İngiliz yazarı Sir Osbert Sitwell’e özgeçmişiyle ilişkili bir form yollamışlar.
Öğreniminiz? sorusunu şöyle yanıtlamış: “Okul tatillerinde.”
Bunda bir hayli gerçek payı var. Pek çoğumuz, ömürboyu bizi aydınlatan, yücelten kitapları, okul sıralarında değil, evde, kırlarda, yolculukta okumuşuzdur. Belki teknik alanlarda eğitim görenler için söylenemez bu... Mühendisliği, mimarlığı, iktisatçılığı, fenni, hekimliği insan kendi başına öğrenemez kolay kolay... Ama, özellikle yazın meraklıları için, en zevkli günler, geceler, okul dışında, insanın canının istediği gibi okunan kitaplarla geçer.
Tatiller, Sitwell’in belirttiği gibi, eşi az bulunur bir “kişisel, özel öğrenim”dir. Yazar, hasta yatmaya değinmiyor nedense... Oysa uzun hastalıklar da, nekahat dönemleri de enfes fırsatlardır. Kendimden biliyorum: Robert Kolej’de eğitim, bugünkü gibi mükemmel olmasa bile, yüksek düzeydeydi ama, hastalanıp eve gitmenin zevkine doyum olmuyordu. Çünkü insan, asıl okumak istediği kitaplarla başbaşa kalabiliyordu. 14 yaşında, romatizmadan iki buçuk ay yatmıştım da, klasikleri ve çağdaş yapıtları doya doya okumuştum. Üç yıl sonra bir hafta hasta yatarken, yaman bir kitabı didik didik etmiştim: Eugene O’Neill’in oğlunun yayınladığı “Tüm Yunan Trajedileri”... Diyebilirim ki çocukluğuma ve ilkgençliğime en geniş ufukları, okuldaki derslerden çok, tatillerle hastalıklar getirmişti.
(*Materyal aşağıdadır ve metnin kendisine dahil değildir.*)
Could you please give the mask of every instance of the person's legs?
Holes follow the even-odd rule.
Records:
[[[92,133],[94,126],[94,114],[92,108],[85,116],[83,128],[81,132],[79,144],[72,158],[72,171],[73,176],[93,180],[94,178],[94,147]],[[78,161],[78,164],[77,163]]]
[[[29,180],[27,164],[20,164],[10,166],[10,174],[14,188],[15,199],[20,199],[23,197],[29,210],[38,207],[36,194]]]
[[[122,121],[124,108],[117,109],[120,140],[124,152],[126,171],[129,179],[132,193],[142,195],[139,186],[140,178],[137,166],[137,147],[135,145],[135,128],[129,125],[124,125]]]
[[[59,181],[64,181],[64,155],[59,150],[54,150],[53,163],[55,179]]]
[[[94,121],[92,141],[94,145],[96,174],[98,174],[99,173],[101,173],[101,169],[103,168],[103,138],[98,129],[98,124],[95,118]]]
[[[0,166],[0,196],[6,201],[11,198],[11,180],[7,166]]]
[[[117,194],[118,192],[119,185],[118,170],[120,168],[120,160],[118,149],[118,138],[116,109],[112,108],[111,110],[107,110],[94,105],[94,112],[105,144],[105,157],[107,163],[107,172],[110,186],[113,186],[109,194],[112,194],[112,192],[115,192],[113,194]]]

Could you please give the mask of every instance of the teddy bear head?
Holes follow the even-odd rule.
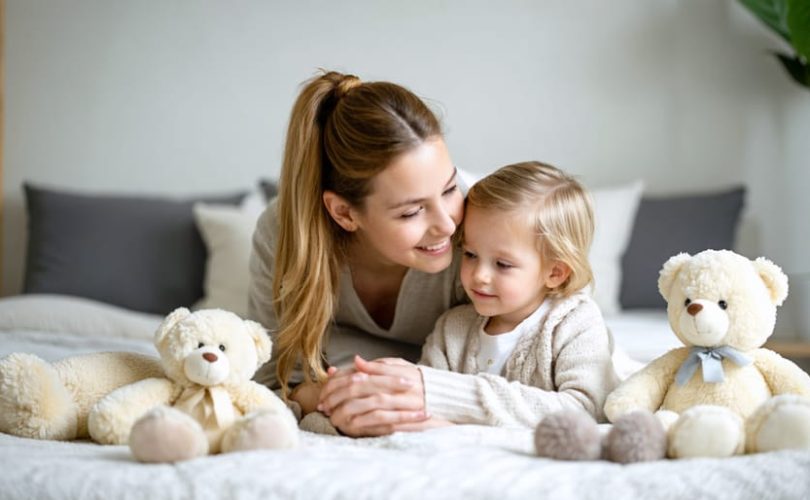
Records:
[[[671,257],[661,269],[658,290],[681,342],[746,351],[773,333],[776,307],[787,297],[788,284],[768,259],[706,250]]]
[[[262,326],[221,309],[181,307],[155,332],[166,377],[182,386],[238,384],[270,359],[272,343]]]

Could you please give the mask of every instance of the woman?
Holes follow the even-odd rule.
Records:
[[[417,359],[464,299],[451,238],[463,195],[434,114],[388,82],[328,72],[293,106],[279,196],[257,225],[250,316],[273,332],[258,380],[304,413],[328,395],[342,432],[442,423],[425,414]],[[324,384],[326,389],[323,390]],[[295,386],[292,392],[288,392]]]

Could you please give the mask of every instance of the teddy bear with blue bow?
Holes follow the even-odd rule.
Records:
[[[672,458],[810,449],[810,376],[762,347],[787,297],[782,270],[728,250],[682,253],[658,288],[686,347],[624,381],[607,398],[608,419],[654,412]]]

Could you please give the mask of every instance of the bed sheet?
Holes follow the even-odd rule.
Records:
[[[53,319],[45,318],[44,312],[28,328],[22,328],[19,314],[14,328],[4,326],[3,305],[0,301],[0,356],[20,351],[50,360],[104,350],[154,354],[150,329],[159,317],[133,317],[126,311],[113,314],[104,307],[83,304],[79,312],[106,315],[104,321],[88,316],[84,321],[100,321],[94,331],[55,332],[43,330],[38,323]],[[145,322],[138,323],[141,320]],[[127,322],[140,324],[143,331],[135,328],[128,336],[116,336]],[[620,323],[609,324],[620,345],[623,335],[632,335]],[[645,326],[638,319],[633,324],[638,331],[647,331],[653,323]],[[663,329],[658,331],[664,335]],[[650,355],[663,348],[659,342],[663,337],[648,340]],[[620,466],[540,459],[533,450],[531,429],[455,426],[368,439],[302,432],[301,445],[295,450],[146,465],[137,463],[124,446],[0,434],[0,500],[810,497],[810,452],[806,451]]]

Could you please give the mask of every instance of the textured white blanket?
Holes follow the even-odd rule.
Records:
[[[528,431],[459,426],[144,465],[123,446],[0,435],[0,499],[810,497],[810,452],[620,466],[530,448]]]
[[[20,311],[14,309],[17,317]],[[154,353],[149,335],[109,335],[117,323],[103,329],[82,323],[62,333],[32,331],[42,328],[39,323],[27,330],[14,326],[4,331],[0,324],[0,357],[19,351],[49,360],[98,350]],[[144,465],[123,446],[0,434],[0,500],[810,498],[806,451],[620,466],[555,462],[532,450],[530,430],[457,426],[356,440],[304,433],[293,451]]]

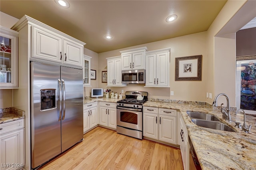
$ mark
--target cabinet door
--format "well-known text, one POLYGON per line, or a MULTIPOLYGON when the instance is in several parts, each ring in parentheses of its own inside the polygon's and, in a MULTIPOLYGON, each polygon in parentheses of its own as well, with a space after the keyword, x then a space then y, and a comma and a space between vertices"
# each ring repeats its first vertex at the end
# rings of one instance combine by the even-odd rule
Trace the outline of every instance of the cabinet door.
POLYGON ((158 86, 169 86, 169 59, 168 52, 157 54, 156 84, 158 86))
POLYGON ((64 40, 63 63, 72 65, 82 66, 84 47, 71 41, 64 40))
POLYGON ((32 57, 62 62, 62 38, 50 31, 32 26, 32 57))
POLYGON ((176 117, 159 115, 159 140, 176 144, 176 117))
POLYGON ((90 57, 84 55, 83 60, 84 86, 90 86, 91 85, 91 78, 90 76, 90 72, 91 70, 91 58, 90 57))
POLYGON ((108 107, 101 106, 100 107, 100 125, 108 126, 108 107))
POLYGON ((24 131, 22 128, 0 136, 1 170, 15 170, 24 165, 24 131))
POLYGON ((90 128, 95 127, 98 125, 97 116, 97 107, 92 108, 90 111, 90 128))
POLYGON ((108 127, 116 129, 116 109, 108 107, 108 127))
POLYGON ((143 135, 158 139, 157 115, 143 113, 143 135))
POLYGON ((108 86, 113 86, 114 85, 114 60, 108 60, 108 86))
POLYGON ((122 70, 132 70, 132 54, 122 55, 122 70))
POLYGON ((85 133, 89 129, 89 117, 90 116, 90 109, 84 110, 84 133, 85 133))
POLYGON ((132 70, 145 69, 145 53, 144 52, 132 54, 132 70))
POLYGON ((18 87, 18 34, 0 26, 0 89, 18 87))
POLYGON ((121 59, 114 61, 115 70, 114 84, 115 86, 122 85, 122 70, 121 70, 121 59))
POLYGON ((156 86, 156 54, 146 55, 146 86, 156 86))

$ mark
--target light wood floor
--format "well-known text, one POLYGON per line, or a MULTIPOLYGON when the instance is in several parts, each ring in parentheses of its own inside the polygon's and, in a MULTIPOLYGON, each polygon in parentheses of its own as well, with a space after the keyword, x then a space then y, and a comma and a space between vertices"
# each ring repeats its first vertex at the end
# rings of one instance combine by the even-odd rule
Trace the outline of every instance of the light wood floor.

Sanırım, en iyisi, hem okulda sağlam bir eğitim görmek, hem de okul yıllarından başlayarak yaşama veda edinceye kadar okumak... Güçlü ve verimli aydınların çoğu, bunu başarabilmiş kişilerdir. Ama, böyle olması zorunlu değil. Özellikle bizde, önemli edebiyatçılardan nicesi, ya üniversiteyi, hatta liseyi bitirmemiştir, ya da edebiyatla hiç ilişkisi olmayan alanlarda eğitim görmüştür. Kimisi, yabancı deyimle “oto-didakt”tır, yani kendini eğitmiştir.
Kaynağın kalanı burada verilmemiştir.